LATAR BELAKANG MUNCULNYA BERBAGAI KUBU PEMIKIRAN DALAM ISLAM



Sejak hancurnya Khilafah Islamiyah di Turki tahun 1924 tersebut, muncullah berbagai jamaah atau gerakan Islam yang berjuang untuk mendirikan kembali Khilafah Islamiyah di muka bumi. Hal ini tentu adalah suatu kewajaran, mengingat hanya dengan negara Khilafah itulah, seluruh ajaran Islam akan dapat diterapkan secara sempurna dan kaffah dalam segala aspek kehidupan. Sebaliknya di bawah tindasan sistem masyarakat sekular sekarang ini dan tanpa negara Khilafah, dengan sendirinya Islam akan mengalami reduksi dan distorsi yang ekstrem, sehingga yang tersisa dari Islam hanyalah ibadah mahdhah, muamalah yang terbatas (seperti nikah, talak, cerai, rujuk, waris) dan aspek moral (akhlaq). Kesadaran akan keharusan  dibawah satu kepemimpinan inilah yang menjadi pendorong utama munculnya berbagai jamaah atau gerakan Islam yang ada di Dunia Islam.
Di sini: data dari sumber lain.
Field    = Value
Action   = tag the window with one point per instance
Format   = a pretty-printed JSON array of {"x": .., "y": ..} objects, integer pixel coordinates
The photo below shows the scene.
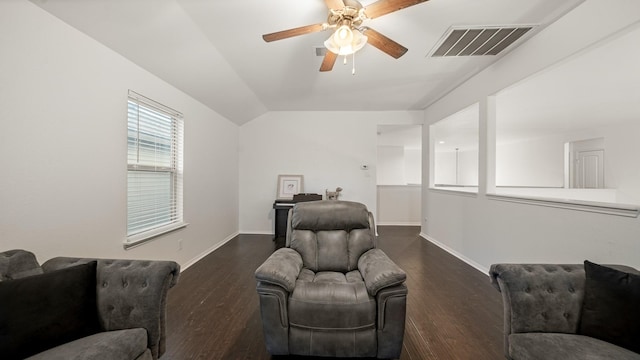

Kalau kita meneliti berbagai jamaah/kelompok/organisasi Islam yang ada pada setiap masa, maka akan kita jumpai keberagaman yang majemuk. Keberagaman gerakan tersebut disebabkan oleh 2 (dua) faktor, yakni:

(1) syar’i memang membolehkan adanya keberagaman jamaah Islam, dan 

(2) nash-nash syar’i yang zhanniyah ad-dalalah memang bersifat ijtidiyah sehingga memungkinkan lahirnya lebih dari satu pengertian, baik dalam pola pemahaman (fikrah) maupun pola operasional (thariqah).

Faktor Pertama, bahwa syara’ memang menunjukkan akan adanya banyak gerakan/kelompok harakah Islam (ta’addud al ahzab). Misalnya munculnya gerakan politik seperti Khawarij, Harakah Abbasiyah, atau fenomena semisal itu seperti timbulnya berbagai madzhab seperti madzhab Hanafi, Syafi’i, Hanbali, dan Maliki, dan sebagainya sebagaimana yang telah dialami oleh kaum muslimin terdahulu.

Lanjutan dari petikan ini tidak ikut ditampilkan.